このスキル、『敵性感知』や『探知』を合わせて使うことにより、敵や採掘ポイントも同時に知れるという優れものだった。感覚的には、周辺の地形の立体像が脳内に浮かび、その中に敵や採掘ポイントが任意の色示されるというものだ。敵の色は赤に、採掘ポイントは黄色に設定しておいた。
なお、只者ではない彼女たち、『水泳』スキルが上がるに連れ、その戦いっぷりは格段に洗練され始める。
最終日となる3日目には、逆にオレが勉強させてもらっていたぐらいだ。
考えてみたら、このゲームを始めてから、他のプレイヤーの戦い方を見たことなかったもんなー。
そして、やって来たダンジョン攻略の日。
「少女たちの狂おしき永遠」からは、5人のメンバーが選出されていた。
ヒヨコ丸(狂戦士)。
イチゴ(勇者)。
霧隠(忍者)。
アマガエル(賢者)。
シャム(聖女)。
勇者とか聖女とか何だよ。
キャラの立ちまくったヒヨコ丸&アマガエルの2人に、魅惑のボディの霧隠さんだけじゃなく、そんな超レアっぽいクラスの人がゴロゴロしてるのか。
「少女たちの狂おしき永遠」恐るべし。
イチゴちゃんは、伸びやかな肢体の持ち主で、いつも穏やかに微笑んでいる美少女の中の美少女だ。上半身は銀色の金属鎧なのに、下半身は赤のミニスカート。太ももまでの銀の足鎧と相まって、見事な絶対領域を形作っている。
一方のシャムさんは、妙にオドオドとしている。金の刺繍の入った真っ白なローブを着た、線の細い美女だ。決して、目を合わせてくれない。
「じゃ、青鬼さんを入れて6人パーティーの完成ね」
「え?」
「青鬼さんも、参加するのよ」
「え?」
「ボス戦は初めてでしょう?一緒に楽しみましょう」
「え?」
ヒヨコ丸さんとアマガエルさんの両腕を掴まれて、そのまま海中に連れ込まれる。
「少女たちの狂おしき永遠」の残りのメンバーが、嬉しそうに手を振っていた。
ボスまでの道中は、アクビが出るぐらい順調だった。
だいたい、オレがソロで突破できたような相手なのだ。
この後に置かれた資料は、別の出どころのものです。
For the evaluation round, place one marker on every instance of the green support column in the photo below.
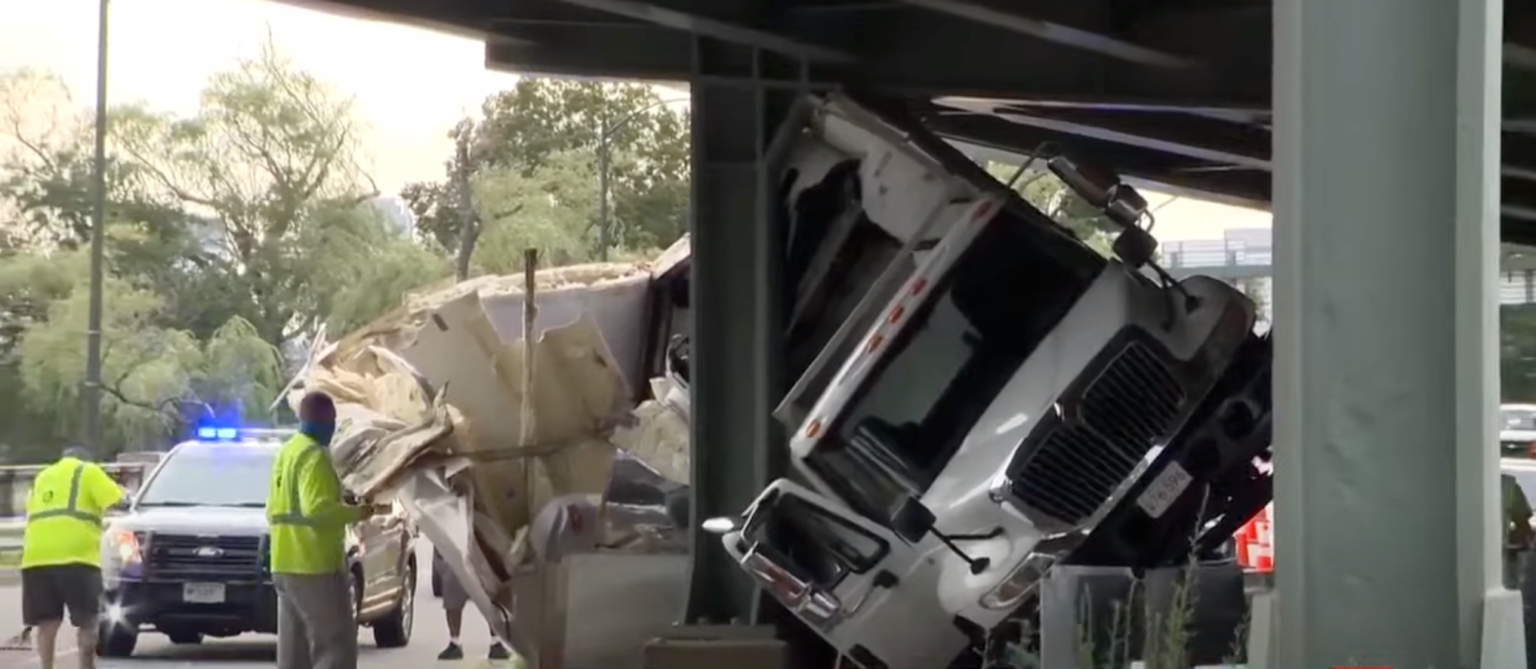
(1386, 318)
(738, 324)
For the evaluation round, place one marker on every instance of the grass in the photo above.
(1135, 632)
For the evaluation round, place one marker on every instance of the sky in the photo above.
(410, 85)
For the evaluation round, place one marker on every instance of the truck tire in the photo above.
(115, 640)
(393, 628)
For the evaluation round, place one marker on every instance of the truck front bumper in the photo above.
(249, 606)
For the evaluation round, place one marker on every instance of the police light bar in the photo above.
(223, 435)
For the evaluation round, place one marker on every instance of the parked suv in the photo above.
(189, 557)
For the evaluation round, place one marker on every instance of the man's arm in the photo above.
(321, 487)
(100, 487)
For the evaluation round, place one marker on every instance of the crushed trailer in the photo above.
(982, 402)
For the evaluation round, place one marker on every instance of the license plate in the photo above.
(1165, 490)
(203, 593)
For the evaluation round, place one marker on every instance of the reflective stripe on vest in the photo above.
(295, 507)
(72, 505)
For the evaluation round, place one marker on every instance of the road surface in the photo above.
(252, 651)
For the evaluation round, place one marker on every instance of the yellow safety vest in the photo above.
(306, 513)
(63, 514)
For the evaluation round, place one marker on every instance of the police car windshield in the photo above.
(211, 476)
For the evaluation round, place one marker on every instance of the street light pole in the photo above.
(92, 390)
(605, 164)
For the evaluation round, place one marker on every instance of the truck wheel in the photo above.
(393, 628)
(115, 640)
(183, 637)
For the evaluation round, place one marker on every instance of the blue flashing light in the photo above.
(215, 433)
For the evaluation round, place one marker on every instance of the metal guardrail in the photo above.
(1237, 260)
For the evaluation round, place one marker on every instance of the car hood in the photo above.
(194, 520)
(1518, 435)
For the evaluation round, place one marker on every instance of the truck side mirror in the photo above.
(913, 520)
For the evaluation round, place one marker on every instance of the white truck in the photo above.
(1014, 402)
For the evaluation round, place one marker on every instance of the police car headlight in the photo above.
(122, 545)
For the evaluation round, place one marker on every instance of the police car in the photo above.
(189, 556)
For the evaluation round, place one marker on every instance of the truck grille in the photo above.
(1077, 465)
(192, 556)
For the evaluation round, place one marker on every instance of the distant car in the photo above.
(1516, 430)
(191, 554)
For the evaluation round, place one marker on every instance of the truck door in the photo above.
(870, 594)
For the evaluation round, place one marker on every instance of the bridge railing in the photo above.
(1215, 253)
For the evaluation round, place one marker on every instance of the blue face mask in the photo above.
(318, 431)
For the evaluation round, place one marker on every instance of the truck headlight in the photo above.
(122, 545)
(1019, 583)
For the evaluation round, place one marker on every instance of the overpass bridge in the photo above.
(1384, 134)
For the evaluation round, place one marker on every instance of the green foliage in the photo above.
(558, 126)
(1049, 195)
(220, 227)
(235, 232)
(1518, 352)
(152, 376)
(544, 209)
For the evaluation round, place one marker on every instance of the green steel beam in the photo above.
(738, 301)
(1386, 158)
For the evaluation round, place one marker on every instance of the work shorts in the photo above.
(453, 594)
(48, 591)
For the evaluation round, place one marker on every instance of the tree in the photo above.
(1254, 289)
(1518, 352)
(231, 232)
(1051, 197)
(154, 378)
(271, 154)
(544, 209)
(542, 121)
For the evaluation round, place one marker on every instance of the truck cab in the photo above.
(1008, 405)
(189, 556)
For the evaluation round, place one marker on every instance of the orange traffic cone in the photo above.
(1263, 548)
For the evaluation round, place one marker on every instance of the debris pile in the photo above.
(440, 408)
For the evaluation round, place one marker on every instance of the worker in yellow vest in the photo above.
(1518, 534)
(62, 553)
(317, 626)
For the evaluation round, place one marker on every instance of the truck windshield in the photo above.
(221, 476)
(983, 318)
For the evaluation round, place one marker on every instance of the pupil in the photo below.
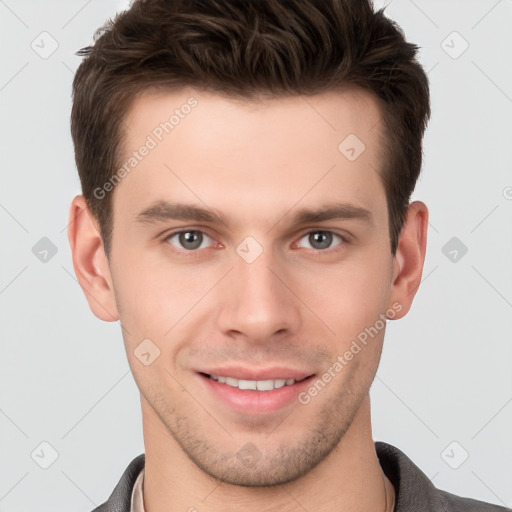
(321, 239)
(190, 240)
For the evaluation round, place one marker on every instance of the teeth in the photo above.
(259, 385)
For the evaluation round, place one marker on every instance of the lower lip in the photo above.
(252, 401)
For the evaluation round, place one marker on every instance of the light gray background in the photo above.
(445, 370)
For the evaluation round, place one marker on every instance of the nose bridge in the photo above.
(259, 304)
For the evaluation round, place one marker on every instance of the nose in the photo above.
(259, 304)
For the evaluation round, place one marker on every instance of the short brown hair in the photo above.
(246, 49)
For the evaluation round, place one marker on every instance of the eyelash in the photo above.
(196, 252)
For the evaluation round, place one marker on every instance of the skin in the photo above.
(296, 305)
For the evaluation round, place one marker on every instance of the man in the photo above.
(246, 170)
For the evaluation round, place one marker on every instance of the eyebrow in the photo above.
(163, 210)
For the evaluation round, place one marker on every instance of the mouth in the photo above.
(260, 395)
(254, 385)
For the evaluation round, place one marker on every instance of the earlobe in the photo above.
(410, 257)
(90, 262)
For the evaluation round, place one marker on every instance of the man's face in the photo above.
(264, 294)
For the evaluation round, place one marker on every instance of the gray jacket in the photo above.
(414, 491)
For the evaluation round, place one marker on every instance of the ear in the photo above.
(409, 258)
(90, 261)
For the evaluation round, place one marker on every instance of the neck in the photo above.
(349, 478)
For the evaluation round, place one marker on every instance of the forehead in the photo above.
(251, 156)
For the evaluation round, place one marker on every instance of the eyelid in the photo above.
(165, 237)
(345, 239)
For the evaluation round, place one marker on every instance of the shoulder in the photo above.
(120, 499)
(416, 493)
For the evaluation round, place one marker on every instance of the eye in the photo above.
(320, 240)
(189, 240)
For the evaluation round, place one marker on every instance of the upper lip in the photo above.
(272, 373)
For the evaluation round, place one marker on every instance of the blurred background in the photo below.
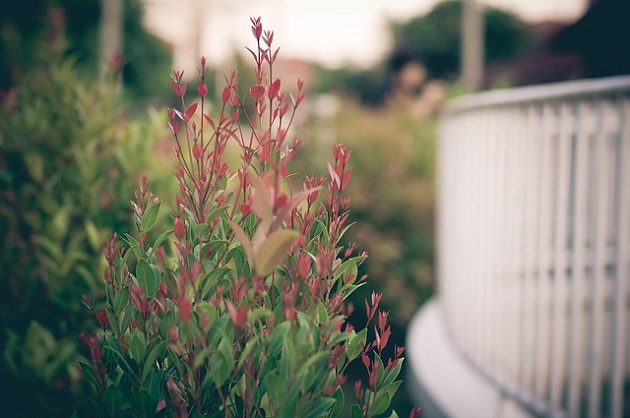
(84, 85)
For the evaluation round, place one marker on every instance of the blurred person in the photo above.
(412, 88)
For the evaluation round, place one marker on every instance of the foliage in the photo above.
(68, 157)
(23, 23)
(393, 198)
(238, 310)
(435, 38)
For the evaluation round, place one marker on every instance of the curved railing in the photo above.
(534, 242)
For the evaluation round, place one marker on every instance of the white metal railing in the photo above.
(534, 242)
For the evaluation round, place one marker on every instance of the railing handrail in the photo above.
(534, 248)
(543, 92)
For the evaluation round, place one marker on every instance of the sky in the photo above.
(331, 32)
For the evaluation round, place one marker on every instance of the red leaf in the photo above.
(210, 121)
(185, 309)
(257, 92)
(225, 96)
(197, 152)
(179, 228)
(191, 111)
(274, 88)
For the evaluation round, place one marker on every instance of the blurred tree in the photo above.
(145, 58)
(435, 38)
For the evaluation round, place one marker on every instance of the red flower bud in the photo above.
(185, 309)
(179, 228)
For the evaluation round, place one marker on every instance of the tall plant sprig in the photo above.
(238, 310)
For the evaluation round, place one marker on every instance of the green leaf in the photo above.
(155, 353)
(276, 388)
(125, 321)
(320, 408)
(322, 312)
(160, 239)
(210, 280)
(252, 345)
(88, 372)
(146, 277)
(393, 373)
(244, 240)
(150, 217)
(34, 163)
(274, 249)
(392, 388)
(138, 347)
(278, 336)
(380, 404)
(340, 401)
(356, 344)
(121, 298)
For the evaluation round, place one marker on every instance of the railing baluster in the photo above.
(560, 313)
(534, 243)
(620, 318)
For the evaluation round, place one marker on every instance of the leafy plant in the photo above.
(240, 309)
(393, 199)
(69, 159)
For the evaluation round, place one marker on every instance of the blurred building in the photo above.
(596, 45)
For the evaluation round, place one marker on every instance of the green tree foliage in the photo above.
(435, 38)
(68, 157)
(23, 23)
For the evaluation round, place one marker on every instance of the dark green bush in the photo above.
(392, 192)
(68, 163)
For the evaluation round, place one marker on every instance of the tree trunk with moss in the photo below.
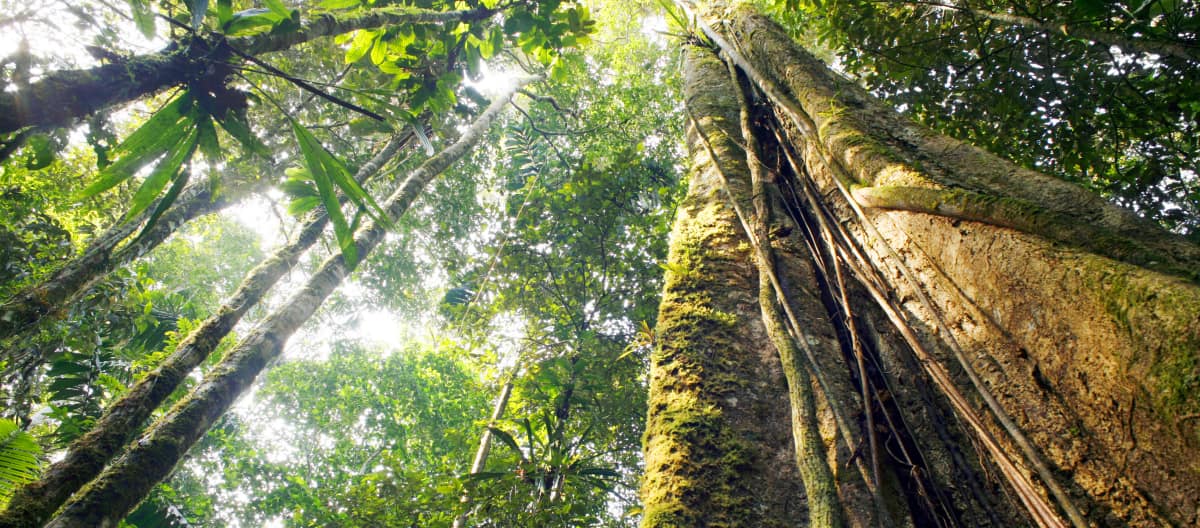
(24, 310)
(85, 457)
(1006, 316)
(151, 457)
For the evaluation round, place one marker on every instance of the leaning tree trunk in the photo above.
(718, 444)
(103, 255)
(1063, 330)
(61, 97)
(149, 460)
(36, 502)
(723, 444)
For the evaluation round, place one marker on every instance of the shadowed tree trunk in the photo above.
(35, 502)
(1056, 330)
(103, 255)
(150, 459)
(61, 97)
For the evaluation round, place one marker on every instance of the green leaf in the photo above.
(43, 151)
(339, 4)
(207, 138)
(225, 12)
(360, 46)
(250, 21)
(143, 17)
(198, 9)
(486, 475)
(279, 9)
(177, 186)
(145, 144)
(166, 172)
(19, 457)
(379, 51)
(304, 204)
(501, 435)
(315, 160)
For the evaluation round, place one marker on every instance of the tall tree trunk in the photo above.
(1063, 330)
(61, 97)
(718, 444)
(485, 447)
(125, 483)
(103, 255)
(35, 502)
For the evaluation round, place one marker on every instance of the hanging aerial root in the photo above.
(1038, 508)
(821, 489)
(1020, 215)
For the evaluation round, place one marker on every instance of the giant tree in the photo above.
(933, 293)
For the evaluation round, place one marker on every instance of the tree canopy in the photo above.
(394, 238)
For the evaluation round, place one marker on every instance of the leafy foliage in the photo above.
(1114, 118)
(19, 457)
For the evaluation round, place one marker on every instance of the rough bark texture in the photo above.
(125, 483)
(102, 256)
(61, 97)
(718, 445)
(1089, 340)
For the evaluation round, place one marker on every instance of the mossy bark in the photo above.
(25, 309)
(61, 97)
(150, 459)
(718, 444)
(85, 457)
(1090, 348)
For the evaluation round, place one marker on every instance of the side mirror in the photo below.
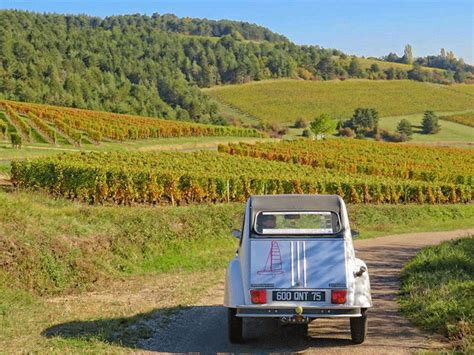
(236, 233)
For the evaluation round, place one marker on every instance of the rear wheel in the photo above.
(359, 327)
(234, 325)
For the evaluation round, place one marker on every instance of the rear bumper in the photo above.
(308, 312)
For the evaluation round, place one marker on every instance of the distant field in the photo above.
(451, 132)
(366, 63)
(465, 88)
(466, 119)
(285, 100)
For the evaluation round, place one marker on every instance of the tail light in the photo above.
(258, 296)
(338, 296)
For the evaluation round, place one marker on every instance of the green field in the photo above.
(54, 250)
(451, 132)
(438, 291)
(365, 63)
(465, 88)
(284, 101)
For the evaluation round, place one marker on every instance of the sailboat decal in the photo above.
(273, 265)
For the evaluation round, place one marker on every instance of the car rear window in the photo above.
(297, 223)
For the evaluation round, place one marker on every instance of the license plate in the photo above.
(303, 296)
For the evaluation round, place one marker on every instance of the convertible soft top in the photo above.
(330, 203)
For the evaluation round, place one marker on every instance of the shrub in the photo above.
(346, 132)
(3, 128)
(364, 121)
(430, 123)
(323, 124)
(300, 123)
(276, 130)
(307, 133)
(395, 137)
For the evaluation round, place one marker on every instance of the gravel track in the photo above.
(203, 327)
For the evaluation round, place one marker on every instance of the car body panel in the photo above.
(330, 264)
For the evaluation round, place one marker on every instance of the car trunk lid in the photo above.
(310, 263)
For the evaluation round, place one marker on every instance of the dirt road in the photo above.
(203, 327)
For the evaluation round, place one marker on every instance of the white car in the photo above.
(296, 263)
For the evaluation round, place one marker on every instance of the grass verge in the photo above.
(51, 251)
(438, 291)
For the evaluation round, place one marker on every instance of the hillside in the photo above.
(359, 171)
(286, 100)
(153, 65)
(36, 123)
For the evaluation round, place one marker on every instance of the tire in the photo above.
(234, 325)
(359, 327)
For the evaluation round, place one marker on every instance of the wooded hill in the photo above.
(153, 65)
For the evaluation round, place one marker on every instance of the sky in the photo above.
(360, 27)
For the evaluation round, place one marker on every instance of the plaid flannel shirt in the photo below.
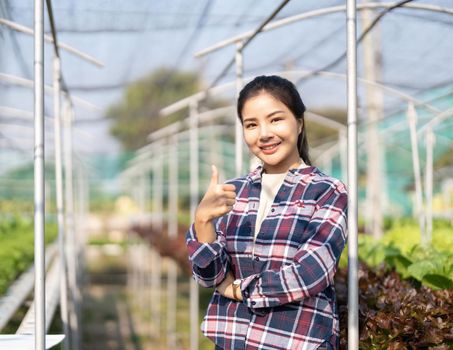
(287, 273)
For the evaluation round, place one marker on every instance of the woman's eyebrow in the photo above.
(274, 113)
(249, 119)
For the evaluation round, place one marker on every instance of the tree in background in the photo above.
(137, 114)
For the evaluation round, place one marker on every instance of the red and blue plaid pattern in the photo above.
(289, 297)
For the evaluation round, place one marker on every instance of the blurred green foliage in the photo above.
(137, 114)
(400, 249)
(17, 246)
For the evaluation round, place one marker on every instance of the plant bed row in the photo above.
(394, 312)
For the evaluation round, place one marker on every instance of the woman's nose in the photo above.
(265, 132)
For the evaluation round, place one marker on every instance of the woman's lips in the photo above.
(270, 149)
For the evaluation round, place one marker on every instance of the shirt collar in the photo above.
(294, 175)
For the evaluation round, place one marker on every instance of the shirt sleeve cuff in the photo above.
(202, 254)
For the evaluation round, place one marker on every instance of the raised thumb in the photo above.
(214, 175)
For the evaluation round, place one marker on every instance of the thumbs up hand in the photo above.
(217, 201)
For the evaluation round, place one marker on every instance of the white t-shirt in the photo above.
(270, 184)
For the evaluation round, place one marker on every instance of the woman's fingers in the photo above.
(228, 187)
(230, 202)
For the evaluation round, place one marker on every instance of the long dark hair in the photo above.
(284, 91)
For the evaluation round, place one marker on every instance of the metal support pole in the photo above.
(353, 286)
(194, 171)
(430, 141)
(172, 233)
(412, 119)
(238, 125)
(343, 140)
(59, 201)
(374, 110)
(39, 178)
(70, 231)
(158, 224)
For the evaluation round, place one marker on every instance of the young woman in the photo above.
(269, 242)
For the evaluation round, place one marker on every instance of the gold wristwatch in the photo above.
(236, 288)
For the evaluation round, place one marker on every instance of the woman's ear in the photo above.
(300, 126)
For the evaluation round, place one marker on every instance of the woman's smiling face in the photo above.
(271, 131)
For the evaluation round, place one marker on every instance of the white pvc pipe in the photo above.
(59, 201)
(412, 120)
(353, 287)
(194, 172)
(39, 176)
(430, 141)
(70, 230)
(239, 61)
(172, 233)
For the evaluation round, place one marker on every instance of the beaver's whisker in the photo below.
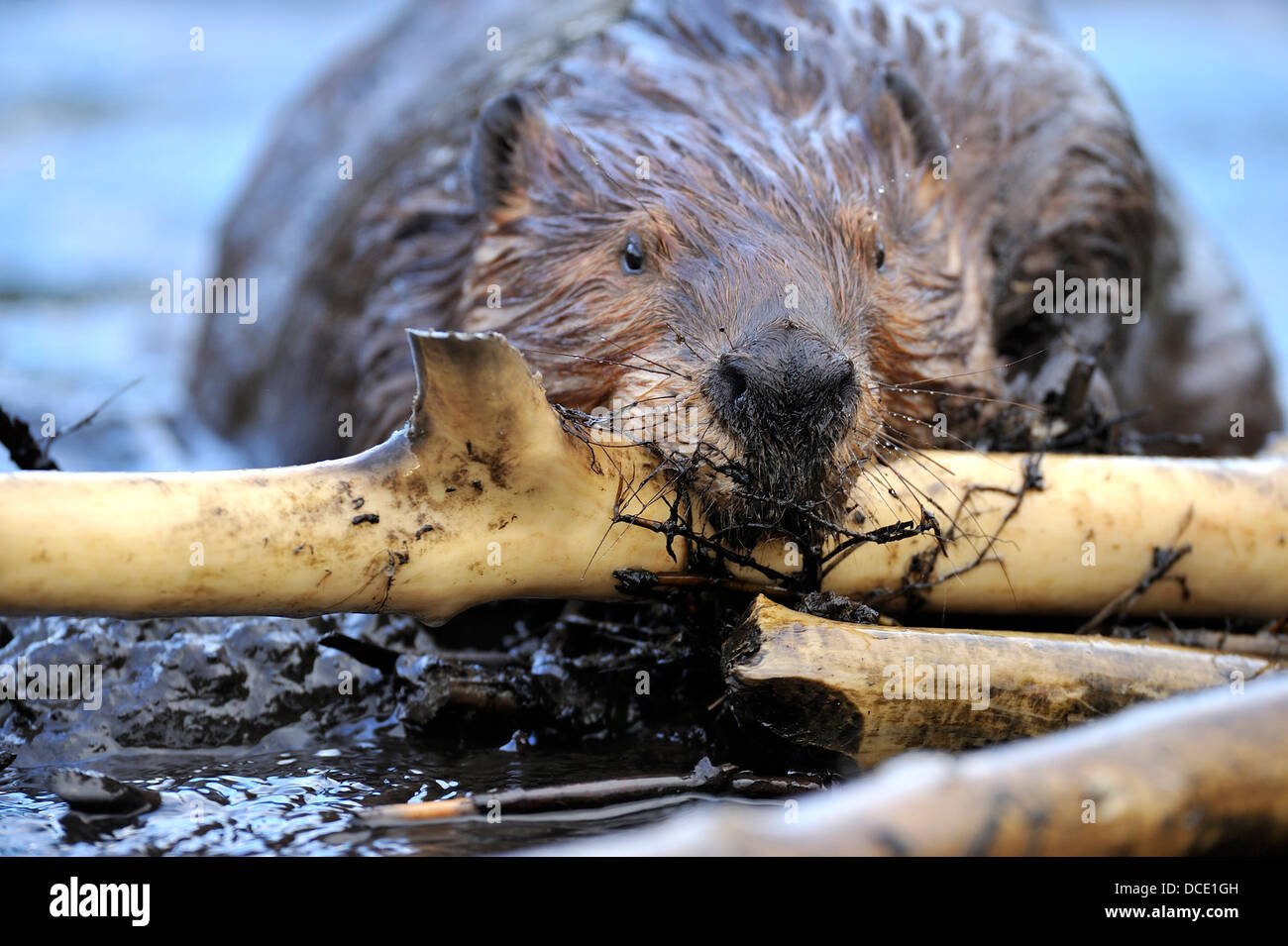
(964, 395)
(919, 422)
(648, 361)
(592, 358)
(952, 517)
(967, 373)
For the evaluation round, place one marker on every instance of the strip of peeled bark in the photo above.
(1198, 774)
(872, 691)
(487, 494)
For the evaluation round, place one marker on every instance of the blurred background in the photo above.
(153, 142)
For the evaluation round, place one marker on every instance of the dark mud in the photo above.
(262, 735)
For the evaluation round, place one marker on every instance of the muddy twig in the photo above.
(706, 778)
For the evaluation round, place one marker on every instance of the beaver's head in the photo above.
(780, 270)
(747, 306)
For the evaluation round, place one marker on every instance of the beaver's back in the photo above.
(340, 280)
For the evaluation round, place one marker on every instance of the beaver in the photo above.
(822, 233)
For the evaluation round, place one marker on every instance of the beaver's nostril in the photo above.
(735, 381)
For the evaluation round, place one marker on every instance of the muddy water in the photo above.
(308, 800)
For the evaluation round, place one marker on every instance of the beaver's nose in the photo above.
(785, 389)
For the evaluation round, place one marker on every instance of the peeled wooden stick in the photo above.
(1190, 775)
(485, 495)
(872, 691)
(1074, 534)
(482, 497)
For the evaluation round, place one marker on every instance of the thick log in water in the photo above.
(489, 494)
(482, 497)
(874, 691)
(1192, 775)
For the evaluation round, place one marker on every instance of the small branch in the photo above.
(704, 778)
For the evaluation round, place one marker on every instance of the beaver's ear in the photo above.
(927, 137)
(501, 172)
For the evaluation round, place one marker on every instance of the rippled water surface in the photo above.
(227, 802)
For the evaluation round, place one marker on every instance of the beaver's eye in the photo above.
(632, 255)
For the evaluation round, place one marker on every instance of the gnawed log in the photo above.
(872, 691)
(483, 495)
(1198, 774)
(488, 493)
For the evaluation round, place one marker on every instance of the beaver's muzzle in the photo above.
(785, 394)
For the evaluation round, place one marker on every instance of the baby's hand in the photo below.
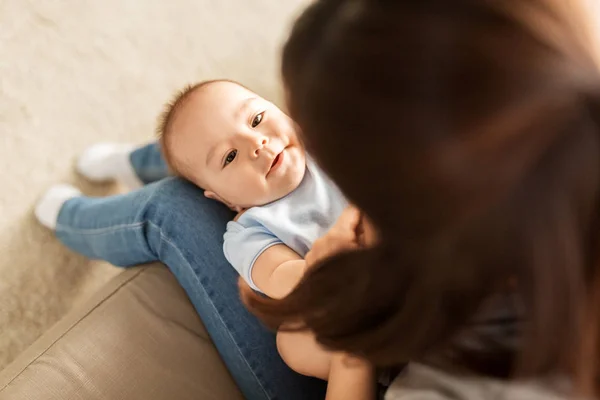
(343, 236)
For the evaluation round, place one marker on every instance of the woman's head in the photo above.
(468, 132)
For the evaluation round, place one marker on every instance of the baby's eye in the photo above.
(258, 119)
(230, 157)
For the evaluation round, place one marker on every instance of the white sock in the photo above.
(105, 162)
(49, 206)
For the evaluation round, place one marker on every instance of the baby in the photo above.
(244, 152)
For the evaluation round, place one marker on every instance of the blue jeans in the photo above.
(171, 221)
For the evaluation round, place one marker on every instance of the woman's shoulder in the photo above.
(419, 382)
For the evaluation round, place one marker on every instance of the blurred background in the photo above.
(73, 73)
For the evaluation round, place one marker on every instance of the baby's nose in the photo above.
(259, 146)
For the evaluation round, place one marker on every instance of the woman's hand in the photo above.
(343, 236)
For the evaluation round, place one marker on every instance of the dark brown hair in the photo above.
(468, 132)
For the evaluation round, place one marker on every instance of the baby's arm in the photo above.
(350, 379)
(277, 271)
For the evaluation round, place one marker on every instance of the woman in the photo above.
(466, 132)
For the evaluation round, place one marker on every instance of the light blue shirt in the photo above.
(296, 220)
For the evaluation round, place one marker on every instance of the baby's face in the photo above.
(239, 147)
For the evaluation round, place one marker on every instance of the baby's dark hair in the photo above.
(167, 117)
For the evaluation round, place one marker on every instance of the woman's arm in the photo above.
(350, 379)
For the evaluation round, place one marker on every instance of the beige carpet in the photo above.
(76, 72)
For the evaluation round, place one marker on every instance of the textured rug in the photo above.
(77, 72)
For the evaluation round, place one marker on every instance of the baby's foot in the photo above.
(105, 162)
(49, 206)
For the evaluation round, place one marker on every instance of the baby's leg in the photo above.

戦い慣れた彼女たちにかかれば、まさに鎧袖一触だった。
今回の最大の問題は、呼吸だと言えよう。
そりゃ、ダンジョンの天井部分に空気溜まりがあるのは分かっているけど、彼女たちの息は5分も保てばいい方だ。戦いながらだと、もっと時間は短くなるだろう。
その分は、オレがフォローしなきゃならない。
ボス部屋の探索は一番後回しにし、先に全ての宝箱を開けてまわった。
もちろん、彼女たちは大量にサハギンの宝の鍵を保有している。
結局、6個の宝箱を新たに見つけることが出来た。
すぐさまアマガエルさんが『鑑定』スキルを使う。
〇【水王の短剣】ランク7(ユニーク):短剣。攻撃力28。水中戦闘時、クリティカルアップ。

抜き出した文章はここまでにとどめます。